类分布不平衡是ML中常见的问题，欠采样和过采样是解决这一问题的两种方法。像SMOTE这样的技术对于过采样是有效的，但是对于多标签数据集，这个问题会变得更加困难。 MLSMOTE已经被提出，但是由文本创建的数值向量的高维特性有时会使其他形式的数据扩充更具吸引力。在

absum是一个NLP库，它使用抽象摘要来执行数据扩充，以便对数据集中表示不足的类进行过采样。摘要摘要的最新发展使这种方法在获得用于扩充过程的真实数据方面是最佳的。在

默认情况下，它使用最新的Huggingface T5模型，但以模块化的方式设计，允许您使用任何预先训练或现成的、能够进行抽象总结的变压器模型。 absum与格式无关，只需要包含文本和所有特性的数据帧。它还使用多处理来实现最佳性能。在

也可以使用单数摘要调用。在

算法

在
附加计数或要为每个要素添加的行数首先使用上限阈值计算。也就是说，如果一个给定的特性有1000行，而上限是100，那么它的附加计数将为0。在
在
在
对于每个特性，它将完成一个从追加索引范围到为给定特性指定的附加计数的循环。存储追加索引允许多重处理。在
在
在
抽象摘要是针对唯一具有给定特征的所有行的指定大小子集计算的。如果设置了多处理，对抽象摘要的调用将存储在任务数组中，然后传递给使用multiprocessing库并行运行调用的子例程，从而大大减少了运行时间。在
在
在
每个摘要都被附加到一个新的数据帧中，每个数据帧具有一个热编码的相应特征。

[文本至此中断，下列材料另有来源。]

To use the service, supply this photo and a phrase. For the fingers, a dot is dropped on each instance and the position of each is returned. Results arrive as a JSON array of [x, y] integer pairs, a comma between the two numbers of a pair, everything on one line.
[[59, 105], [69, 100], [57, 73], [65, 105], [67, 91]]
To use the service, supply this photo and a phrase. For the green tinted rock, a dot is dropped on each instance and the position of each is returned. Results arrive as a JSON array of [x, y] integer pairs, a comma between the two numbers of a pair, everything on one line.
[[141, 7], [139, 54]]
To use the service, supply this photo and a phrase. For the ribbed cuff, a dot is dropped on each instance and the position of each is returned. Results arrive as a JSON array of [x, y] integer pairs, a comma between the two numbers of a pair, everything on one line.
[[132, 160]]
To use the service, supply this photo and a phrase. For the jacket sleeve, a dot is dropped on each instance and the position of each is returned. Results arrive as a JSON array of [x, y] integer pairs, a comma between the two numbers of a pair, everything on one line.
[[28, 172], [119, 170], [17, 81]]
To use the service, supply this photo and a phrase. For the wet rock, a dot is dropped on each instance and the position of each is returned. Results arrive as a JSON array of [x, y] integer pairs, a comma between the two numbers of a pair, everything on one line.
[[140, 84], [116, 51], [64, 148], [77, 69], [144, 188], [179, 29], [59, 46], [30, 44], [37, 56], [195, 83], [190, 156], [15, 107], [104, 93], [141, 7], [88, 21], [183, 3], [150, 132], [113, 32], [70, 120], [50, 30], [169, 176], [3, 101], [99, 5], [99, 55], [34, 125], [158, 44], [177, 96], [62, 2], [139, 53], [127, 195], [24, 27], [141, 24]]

在
在

安装

通过pip

pip install absum

来源

^{pr2}$

或者

pip install git+https://github.com/aaronbriel/absum.git

使用

absum需要一个数据帧，其中包含一个默认为“text”的文本列，其余的列表示一个热编码特性。如果存在您不希望被考虑的其他列，您可以选择将特定的一个热编码特性作为逗号分隔字符串传递到“features”参数。下面的参数部分详细介绍了所有可用参数。在

import pandas as pd
from absum import Augmentor

csv='path_to_csv'df= pd.read_csv(csv)augmentor= Augmentor(df, text_column='review_text')df_augmented= augmentor.abs_sum_augment()# Store resulting dataframe as a csv
df_augmented.to_csv(csv.replace('.csv', '-augmented.csv'), encoding='utf-8', index=False)

在任何文本块上运行单一摘要非常简单：

text = chunk_of_text_to_summarize
augmentor = Augmentor(min_length=100, max_length=200)
output = augmentor.get_abstractive_summarization(text)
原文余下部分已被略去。